Il dramma del dubbio in Vaticano

Cinema è business. Niente di più vero se si pensa quanto il trailer del film Il rito sia riuscito nell’intento di caricare le aspettative dello spettatore, stuzzicato ad andare al cinema per vedere un altro film del filone demoniaco da fare accapponare la pelle. Peccato che i trailer (e la stampa) siano spesso fuorvianti, retti come sono dal meccanismo commerciale che impone di rendere quanto più appetibile il prodotto pubblicizzato. Ecco quali sono i fatti: Il rito non è l’ennesimo L’esorcismo di Emily Rose (Scott Derrickson, 2005), tanto meno una rivisitazione del capostipite di Friedkin, L’esorcista (1973).

Il rito focalizza la sua attenzione sulla cultura dell’esorcismo all’interno della Chiesa Cattolica, ma ancor più sul rapporto tra i personaggi e la fede. Non è un film che pone al suo centro le vittime di possessione e il trabocchetti del Diavolo. Tant’è che gli esorcismi spettacolari nel film non sono molti. Probabilmente colpisce solo quello eseguito nei confronti di un’adolescente incinta, la cui zia è interpretata da Maria Grazia Cucinotta. In effetti, si tratta sempre di un terrore generato nel pubblico dall’aspettativa di vedere qualcosa di ben più tremendo nel corso del film, cosa che poi non avviene. Certo, uno dei motivi può sicuramente essere l’innalzamento della soglia di paura dello spettatore, ma il problema vero è che il film è tutto giocato su – passatemi il gioco di parole – attese “disattese”. Questo non perché la storia non funzioni o perché il regista non sia stato in grado di confezionare un buon film. Il suo errore, se così si può definire, deriva piuttosto dal fatto di avere voluto inscatolare, in fin dei conti, una storia seria di formazione con tanto di mentore all’interno di un genere horror ben codificato. Il risultato è che il pubblico, spaesato, ne rimane scontento. Una situazione similare – ma all’interno di una confezione assai mediocre – si ritrova nel recente Camp Hope (George VanBuskirk, 2010).
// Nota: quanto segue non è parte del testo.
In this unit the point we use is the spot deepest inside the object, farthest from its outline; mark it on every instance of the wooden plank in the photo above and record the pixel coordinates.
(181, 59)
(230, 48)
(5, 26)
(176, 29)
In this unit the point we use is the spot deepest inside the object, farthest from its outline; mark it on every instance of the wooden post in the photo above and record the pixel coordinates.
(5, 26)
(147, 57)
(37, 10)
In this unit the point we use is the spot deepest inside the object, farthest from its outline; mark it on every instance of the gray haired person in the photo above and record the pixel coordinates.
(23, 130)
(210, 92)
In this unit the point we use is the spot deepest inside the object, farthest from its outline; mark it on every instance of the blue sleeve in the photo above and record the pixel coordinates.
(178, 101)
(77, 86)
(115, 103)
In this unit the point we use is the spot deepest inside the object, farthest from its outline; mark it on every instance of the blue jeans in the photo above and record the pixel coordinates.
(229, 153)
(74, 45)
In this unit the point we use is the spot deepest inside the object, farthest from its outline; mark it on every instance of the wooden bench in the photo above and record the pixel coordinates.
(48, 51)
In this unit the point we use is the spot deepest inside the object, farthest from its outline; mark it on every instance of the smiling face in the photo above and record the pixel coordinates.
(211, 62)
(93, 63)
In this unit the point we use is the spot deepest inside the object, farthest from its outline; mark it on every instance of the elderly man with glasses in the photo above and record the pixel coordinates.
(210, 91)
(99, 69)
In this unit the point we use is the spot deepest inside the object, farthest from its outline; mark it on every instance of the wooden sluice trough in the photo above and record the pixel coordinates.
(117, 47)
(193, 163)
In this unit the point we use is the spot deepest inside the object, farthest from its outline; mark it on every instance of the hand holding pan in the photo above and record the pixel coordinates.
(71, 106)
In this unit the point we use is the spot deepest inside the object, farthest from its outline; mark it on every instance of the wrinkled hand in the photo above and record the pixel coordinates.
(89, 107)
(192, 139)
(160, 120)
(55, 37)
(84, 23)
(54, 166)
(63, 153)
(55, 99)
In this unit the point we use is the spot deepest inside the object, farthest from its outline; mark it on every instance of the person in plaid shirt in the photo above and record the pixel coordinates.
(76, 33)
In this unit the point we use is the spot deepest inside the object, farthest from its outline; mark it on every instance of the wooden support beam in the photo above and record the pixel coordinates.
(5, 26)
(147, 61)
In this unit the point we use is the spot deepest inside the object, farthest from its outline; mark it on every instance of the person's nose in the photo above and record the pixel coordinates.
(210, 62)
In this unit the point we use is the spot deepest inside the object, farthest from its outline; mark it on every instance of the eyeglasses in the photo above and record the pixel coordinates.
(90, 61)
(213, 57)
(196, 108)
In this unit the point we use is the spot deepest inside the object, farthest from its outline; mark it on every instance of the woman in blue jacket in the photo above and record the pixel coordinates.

Insomma, se si vuole girare un film che riguarda le possessioni demoniache, si possono intraprendere due strade: o renderlo il più angosciante, tetro e disturbante possibile oppure farne un veicolo di indagine dei misteri più reconditi e più spiacevoli della Chiesa. Mikael Håfström decide, invece, di puntare sulla rappresentazione dell’esorcismo per come è nella realtà: un credo della dottrina cattolica che diventa professione. L’esorcista viene, così, riproposto come un medico dello spirito. E la demistificazione dell’esorcismo è straordinariamente resa nella scena in cui padre Lucas, interpretato da un Anthony Hopkins all’incrocio tra il maggiordomo Stevens (Quel che resta del giorno, James Ivory, 1993) e Hannibal Lecter, risponde al cellulare, mentre sta praticando il rituale su una giovane donna.

La rovinosa tentazione in cui cade il regista, in realtà, è quella di ricorrere ad un finale a effetto, vagamente inquietante, ma più che altro emulativo e di utilizzare gli clichè del genere horror a ogni piè sospinto: il parlare in lingue sconosciute, il contorcersi fino allo spasmo, le voci gutturali e le espressioni forti (eventi, per altro, ritenuti rari, ma sempre e comunque possibili, dalla Chiesa), cliché che hanno il difetto di scontrarsi contro il muro di un pubblico ormai insensibile ad essi. Certamente si poteva fare di meglio, ma pensare di potere discutere in un film di due ore scarse del dilemma della fede, delle prove circa l’esistenza del diavolo e delle debolezze dell’uomo nei confronti del male, è un’impresa un po’ troppo ambiziosa.

Curiosità
Il film è tratto da Il rito. Storia vera di un esorcista di oggi, un libro semibiografico del giornalista Matt Baglio.